6 de diciembre de 2009

VESTIR AL DESNUDO


Estábamos a punto de levantarnos y salir del restaurante, cuando Ester, la dueña, nos invitó a tomar una copa de despedida. Lola pidió un chupito sin alcohol y yo un calvados. Lo bebí a pequeños sorbos, saboreándolo a la vez que aspiraba el humo del Davidoff corto: una delicia. Pero Lola se impacientó y me metió prisas para que me acabara la copa y nos fuéramos a casa, que ella ya estaba cansada de verme fumar, beber y de oír mis gansadas. Yo no me dejé impresionar por sus palabras, entre otras razones porque ya llevamos treinta y tantos años juntos.
Cuando salimos a la calle, no hacía frío, y fue ella la que me pidió dar una vuelta antes de ir a casa.
A la puerta del restaurante, en el suelo, había un jersey de color azul. Lola, sin encomendarse a dios ni al diablo, lo cogió y entró en el restaurante. “Eso es que se le ha caído a alguien. Algún cliente será”, dijo al salir. Y comenzamos a caminar hacia la Plaza del Príncipe. Aunque parezca mentira al llegar a la esquina de San Clemente vimos en el suelo, en el rincón de un portal un pantalón. En la esquina de la óptica. Nos sonreímos, como si quisiéramos decir: ¡qué casualidad! Y mi señora, se agarró fuertemente de mi brazo. Ese gesto me resultó reconfortable. Y como yo estaba un poco cargadillo de tanto Muga y de la copa de calvados, me dio un ataque de ternura y le di un beso. Seguramente había muchas más estrellas que de costumbre y la luna parecía una perra en celo, cuando en el borde la acera vimos un calcetín de algodón y apenas un metro más allá un calzoncillo. Por supuesto que comenzamos a elucubrar sobre los hallazgos, pero nada de cuanto se nos ocurrió tiene el menor interés para este relato. A mi, que tengo una mente calenturienta, se me ocurrió pensar que al dar la vuelta a la manzana íbamos a encontrar a un pareja dándose un revolcón. Al fin y al cabo la luna estaba en su esplendor y dicen que los lunáticos y los licántropos salen en noches como esta. Mi querida, que seguía siendo mi mujer de siempre, me dijo que no pensara en cosas raras y que seguramente la ropa la habría soltado y arrastrado el viento desde cualquier azotea. “Espera que aparezcan unas bragas y entonces me lo explicas”, respondí.

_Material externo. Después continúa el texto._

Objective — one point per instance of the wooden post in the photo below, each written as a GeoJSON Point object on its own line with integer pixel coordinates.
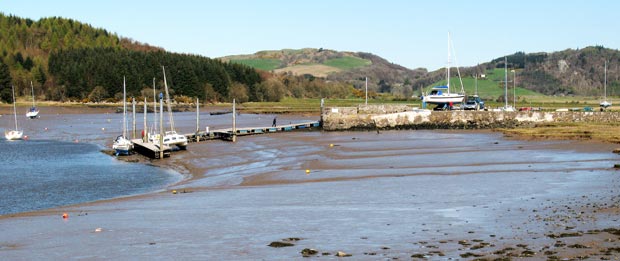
{"type": "Point", "coordinates": [197, 120]}
{"type": "Point", "coordinates": [234, 134]}
{"type": "Point", "coordinates": [145, 131]}
{"type": "Point", "coordinates": [322, 108]}
{"type": "Point", "coordinates": [133, 102]}
{"type": "Point", "coordinates": [161, 127]}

Ya habíamos subido toda la calle Santa Rosalía cuando de detrás de un contenedor de basura apareció un tío pidiendo limosna. Tenía unas ojeras que parecía dos carboneras. El pelo, largo, lacio y mugriento. La camisa, sin botones, atada con un nudo a la cintura, dejaba entrever un costillar blanco de perro galgo. Iba descalzo. Movía la mano y aunque no entendíamos el gesto ni lo que decía , Lola me dijo que le diese una propina. “Querrás decir una limosna”, y añadí: “Vestir al desnudo”.
Viendo a este esqueleto delante de mí no podía dejar de recordar los boletus edulis, el foi y el chuletón de buey. Y para más inri, la ropa desperdigada por la ciudad.
Para mi que aquel pobre era un inmigrante rumano, o vaya usted a saber de donde, porque aunque intentaba hablar español ni Lola ni yo le entendíamos lo que decía.
Me daban ganas de darme la vuelta y traerle toda la ropa que habíamos encontrado por el camino, pero Lola estaba ya cansada de caminar con tacones que no era cuestión de dejarla con el rumano mientras yo iba a por la ropa. Por otro lado, como no hablaba bien español, tampoco podía decirle que la ciudad estaba llena de prendas de vestir abandonadas. Así que saqué un euro y se lo di. Mi mujer me calificó de tacaño, pero yo le dije por lo bajines que no tenía más suelto, que todo lo que tenía era un billete de doscientos. Pero el pobre que hasta aquel momento no hablaba nada en español, sacó una navaja de la manga y me obligó a que le diera los doscientos. Luego me obligó a que me quitara la camisa, el pantalón y el calzoncillo. Con mi mujer fue mucho más amable, pues se conformó con que se quitara las bragas.
Afortunadamente Lola llevaba un fular en el bolso, me lo até a la cintura y pude llegar a casa sin que me viera nadie.